12 CLINICAL PHARMACOLOGY

12.1 Mechanism of Action

Ranibizumab products bind to the receptor binding site of active forms of VEGF-A, including the biologically active, cleaved form of this molecule, VEGF 110. VEGF-A has been shown to cause neovascularization and leakage in models of ocular angiogenesis and vascular occlusion and is thought to contribute to pathophysiology of neovascular AMD, mCNV, DR, DME and macular edema following RVO. The binding of ranibizumab products to VEGF-A prevents the interaction of VEGF-A with its receptors (VEGFR1 and VEGFR2) on the surface of endothelial cells, reducing endothelial cell proliferation, vascular leakage, and new blood vessel formation.

12.2 Pharmacodynamics

Increased retinal thickness (i.e., center point thickness (CPT) or central foveal thickness (CFT)), as assessed by optical coherence tomography (OCT) is associated with neovascular AMD, mCNV, macular edema following RVO, and DME. Leakage from choroidal neovascularization (CNV) as assessed by fluorescein angiography (FA) is associated with neovascular AMD and mCNV. Microvascular retinal changes and neovascularization, as assessed by color fundus photography, are associated with diabetic retinopathy.

Neovascular (Wet) Age-Related Macular Degeneration

In Study AMD-3, CPT was assessed by time domain (TD)-OCT in 118 of 184 patients. TD-OCT measurements were collected at baseline, Months 1, 2, 3, 5, 8, and 12. In patients treated with ranibizumab, CPT decreased, on average, more than in the sham group from baseline through Month 12. CPT decreased by Month 1 and decreased further at Month 3, on average. In this study, CPT data did not provide information useful in influencing treatment decisions [see Clinical Studies (14.1)] .

In Study AMD-4, CFT was assessed by spectral domain (SD)-OCT in all patients; on average, CFT reductions were observed beginning at Day 7 following the first ranibizumab injection through Month 24. CFT data did not provide information capable of predicting final visual acuity results [see Clinical Studies (14.1)] .

In patients treated with ranibizumab, the area of CNV leakage, on average, decreased by Month 3 as assessed by FA. The area of CNV leakage for an individual patient was not correlated with visual acuity.

Macular Edema Following Retinal Vein Occlusion

On average, CPT reductions were observed in Studies RVO-1 and RVO-2 beginning at Day 7 following the first ranibizumab injection through Month 6. CPT was not evaluated as a means to guide treatment decisions [see Clinical Studies (14.2)] .

Diabetic Macular Edema

On average, CPT reductions were observed in Studies D-1 and D-2 beginning at Day 7 following the first ranibizumab injection through Month 36. CPT data did not provide information useful in influencing treatment decisions [see Clinical Studies (14.3)] .

Diabetic Retinopathy

Improvements from baseline in DR severity as assessed on fundus photography were observed in Studies D-1 and D-2 at Month 3 (first scheduled DR photographic assessment after randomization) through Month 36 [see Clinical Studies (14.4)] .

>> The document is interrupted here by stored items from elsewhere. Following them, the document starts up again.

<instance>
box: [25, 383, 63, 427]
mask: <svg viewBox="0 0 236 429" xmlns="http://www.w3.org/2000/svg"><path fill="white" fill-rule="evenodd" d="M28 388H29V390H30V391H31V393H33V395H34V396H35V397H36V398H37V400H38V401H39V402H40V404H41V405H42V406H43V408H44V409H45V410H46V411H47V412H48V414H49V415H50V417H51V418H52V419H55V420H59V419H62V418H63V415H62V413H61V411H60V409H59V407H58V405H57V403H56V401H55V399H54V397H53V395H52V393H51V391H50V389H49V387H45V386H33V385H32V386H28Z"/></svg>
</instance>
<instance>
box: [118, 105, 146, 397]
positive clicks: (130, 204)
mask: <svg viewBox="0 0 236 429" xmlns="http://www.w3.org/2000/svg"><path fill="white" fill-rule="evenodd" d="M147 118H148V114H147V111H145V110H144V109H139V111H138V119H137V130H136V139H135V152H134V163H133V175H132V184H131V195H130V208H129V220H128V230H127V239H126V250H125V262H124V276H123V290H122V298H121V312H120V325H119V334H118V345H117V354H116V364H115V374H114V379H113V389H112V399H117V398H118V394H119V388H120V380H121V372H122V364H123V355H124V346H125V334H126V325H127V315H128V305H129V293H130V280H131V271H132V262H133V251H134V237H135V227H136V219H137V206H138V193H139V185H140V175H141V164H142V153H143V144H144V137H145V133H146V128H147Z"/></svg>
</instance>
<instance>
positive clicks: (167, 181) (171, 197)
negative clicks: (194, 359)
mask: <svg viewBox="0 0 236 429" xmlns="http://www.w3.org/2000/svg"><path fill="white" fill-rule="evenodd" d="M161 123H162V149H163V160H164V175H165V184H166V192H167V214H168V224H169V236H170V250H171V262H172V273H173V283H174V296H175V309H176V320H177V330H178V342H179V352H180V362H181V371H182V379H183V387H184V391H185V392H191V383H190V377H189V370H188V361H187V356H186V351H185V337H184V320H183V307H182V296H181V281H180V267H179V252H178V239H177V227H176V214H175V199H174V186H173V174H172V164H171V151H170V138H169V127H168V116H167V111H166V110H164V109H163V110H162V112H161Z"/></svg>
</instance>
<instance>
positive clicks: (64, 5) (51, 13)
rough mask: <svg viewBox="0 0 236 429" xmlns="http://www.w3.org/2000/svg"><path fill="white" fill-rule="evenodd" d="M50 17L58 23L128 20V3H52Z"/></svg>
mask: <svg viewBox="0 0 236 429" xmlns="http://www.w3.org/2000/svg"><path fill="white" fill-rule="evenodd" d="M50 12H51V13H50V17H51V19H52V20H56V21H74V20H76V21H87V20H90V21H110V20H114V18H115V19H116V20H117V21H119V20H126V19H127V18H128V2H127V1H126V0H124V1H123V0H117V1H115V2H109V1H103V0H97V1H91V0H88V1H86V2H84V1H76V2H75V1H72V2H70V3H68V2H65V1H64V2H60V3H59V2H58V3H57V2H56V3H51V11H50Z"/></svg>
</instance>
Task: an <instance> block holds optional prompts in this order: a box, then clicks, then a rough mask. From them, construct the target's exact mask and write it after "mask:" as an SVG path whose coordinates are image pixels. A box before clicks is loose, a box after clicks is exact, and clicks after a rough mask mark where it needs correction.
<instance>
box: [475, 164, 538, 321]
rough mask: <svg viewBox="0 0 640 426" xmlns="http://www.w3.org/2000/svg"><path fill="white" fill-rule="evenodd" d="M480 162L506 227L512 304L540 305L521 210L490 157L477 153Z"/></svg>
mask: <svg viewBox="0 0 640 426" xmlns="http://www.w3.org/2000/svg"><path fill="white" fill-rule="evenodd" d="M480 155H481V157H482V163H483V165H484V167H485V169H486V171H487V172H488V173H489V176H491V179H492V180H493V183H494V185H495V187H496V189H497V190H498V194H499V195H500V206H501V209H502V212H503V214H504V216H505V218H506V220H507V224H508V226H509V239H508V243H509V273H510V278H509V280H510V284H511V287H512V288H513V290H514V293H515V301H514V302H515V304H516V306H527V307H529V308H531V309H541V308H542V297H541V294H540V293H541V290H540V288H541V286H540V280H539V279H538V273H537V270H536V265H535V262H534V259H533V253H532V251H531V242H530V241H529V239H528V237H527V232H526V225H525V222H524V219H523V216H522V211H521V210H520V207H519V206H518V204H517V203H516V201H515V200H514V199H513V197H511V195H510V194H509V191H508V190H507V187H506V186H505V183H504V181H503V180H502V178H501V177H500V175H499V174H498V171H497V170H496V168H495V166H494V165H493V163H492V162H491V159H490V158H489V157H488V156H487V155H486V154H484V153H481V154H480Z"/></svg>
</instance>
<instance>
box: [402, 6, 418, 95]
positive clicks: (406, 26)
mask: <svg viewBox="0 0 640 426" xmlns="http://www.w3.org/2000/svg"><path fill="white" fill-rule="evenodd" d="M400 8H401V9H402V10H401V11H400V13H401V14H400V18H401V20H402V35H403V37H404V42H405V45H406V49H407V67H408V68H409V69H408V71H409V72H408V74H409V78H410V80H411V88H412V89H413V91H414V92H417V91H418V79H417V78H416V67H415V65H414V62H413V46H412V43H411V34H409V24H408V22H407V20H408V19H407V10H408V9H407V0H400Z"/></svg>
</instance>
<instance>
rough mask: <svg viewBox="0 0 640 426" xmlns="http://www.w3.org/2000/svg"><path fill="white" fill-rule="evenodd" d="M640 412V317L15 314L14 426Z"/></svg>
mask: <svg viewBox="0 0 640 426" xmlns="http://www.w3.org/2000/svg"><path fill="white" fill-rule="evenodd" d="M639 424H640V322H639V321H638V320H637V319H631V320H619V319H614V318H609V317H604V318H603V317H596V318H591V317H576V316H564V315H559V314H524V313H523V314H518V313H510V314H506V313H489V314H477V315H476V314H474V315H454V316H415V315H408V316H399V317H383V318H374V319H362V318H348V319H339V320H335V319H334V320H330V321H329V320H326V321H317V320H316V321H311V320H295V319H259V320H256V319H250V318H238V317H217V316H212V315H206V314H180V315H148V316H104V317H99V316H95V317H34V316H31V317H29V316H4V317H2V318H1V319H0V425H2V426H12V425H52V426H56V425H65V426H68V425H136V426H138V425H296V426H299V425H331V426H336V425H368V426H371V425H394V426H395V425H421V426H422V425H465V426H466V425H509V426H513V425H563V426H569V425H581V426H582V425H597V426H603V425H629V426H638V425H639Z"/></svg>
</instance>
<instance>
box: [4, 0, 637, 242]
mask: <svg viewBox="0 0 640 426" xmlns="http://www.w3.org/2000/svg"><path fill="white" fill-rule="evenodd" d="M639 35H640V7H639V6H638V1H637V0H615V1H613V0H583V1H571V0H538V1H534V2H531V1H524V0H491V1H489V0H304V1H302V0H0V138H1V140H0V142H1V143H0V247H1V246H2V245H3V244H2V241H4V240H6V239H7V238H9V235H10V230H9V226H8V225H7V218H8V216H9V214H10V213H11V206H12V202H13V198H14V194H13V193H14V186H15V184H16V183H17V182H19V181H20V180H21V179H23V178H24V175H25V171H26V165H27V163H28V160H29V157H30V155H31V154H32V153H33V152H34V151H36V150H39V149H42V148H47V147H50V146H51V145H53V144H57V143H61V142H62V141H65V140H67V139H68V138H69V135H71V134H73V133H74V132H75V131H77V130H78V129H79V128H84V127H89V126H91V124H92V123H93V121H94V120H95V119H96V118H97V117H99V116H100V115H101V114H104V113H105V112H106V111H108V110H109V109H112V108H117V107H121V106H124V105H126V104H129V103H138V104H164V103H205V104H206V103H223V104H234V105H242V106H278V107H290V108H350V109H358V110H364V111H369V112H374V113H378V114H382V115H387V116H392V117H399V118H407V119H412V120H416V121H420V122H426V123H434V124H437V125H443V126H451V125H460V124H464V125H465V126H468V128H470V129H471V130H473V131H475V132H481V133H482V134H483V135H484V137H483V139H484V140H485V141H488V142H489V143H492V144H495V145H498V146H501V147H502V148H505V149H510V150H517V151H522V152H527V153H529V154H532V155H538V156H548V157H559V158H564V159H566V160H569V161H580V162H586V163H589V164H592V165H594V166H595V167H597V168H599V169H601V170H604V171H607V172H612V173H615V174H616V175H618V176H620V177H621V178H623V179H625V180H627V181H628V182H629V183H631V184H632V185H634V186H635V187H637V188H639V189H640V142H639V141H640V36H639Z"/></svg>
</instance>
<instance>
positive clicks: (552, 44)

Myopic Choroidal Neovascularization

On average CFT reductions were observed as early as Month 1, and were greater in the ranibizumab groups compared to PDT [see Clinical Studies (14.5)] .

12.3 Pharmacokinetics

In patients with neovascular AMD, following monthly intravitreal administration of 0.5 mg ranibizumab, mean (±SD) maximum ranibizumab serum concentrations were 1.7 (± 1.1) ng/mL. These concentrations were below the concentration range of ranibizumab (11 to 27 ng/mL) that was necessary to inhibit the biological activity of VEGF-A by 50%, as measured in an in vitro cellular proliferation assay (based on human umbilical vein endothelial cells (HUVEC)). No significant change from baseline was observed in the mean plasma VEGF concentrations following three monthly 0.5 mg intravitreal injections. The maximum observed serum concentration was dose proportional over the dose range of 0.05 to 2 mg/eye. Serum ranibizumab concentrations in RVO and DME and DR patients were similar to those observed in neovascular AMD patients.

Based on a population pharmacokinetic analysis of patients with neovascular AMD, maximum serum concentrations are predicted to be reached at approximately 1 day after monthly intravitreal administration of ranibizumab 0.5 mg/eye. Based on the disappearance of ranibizumab from serum, the estimated average vitreous elimination half-life was approximately 9 days. Steady-state minimum concentration is predicted to be 0.22 ng/mL with a monthly dosing regimen. In humans, serum ranibizumab concentrations are predicted to be approximately 90,000-fold lower than vitreal concentrations.

In pharmacokinetic covariate analyses, 48% (520/1091) of patients had renal impairment (35% mild, 11% moderate, and 2% severe). Because the increases in plasma ranibizumab exposures in these patients are not considered clinically significant, no dosage adjustment is needed based on renal impairment status.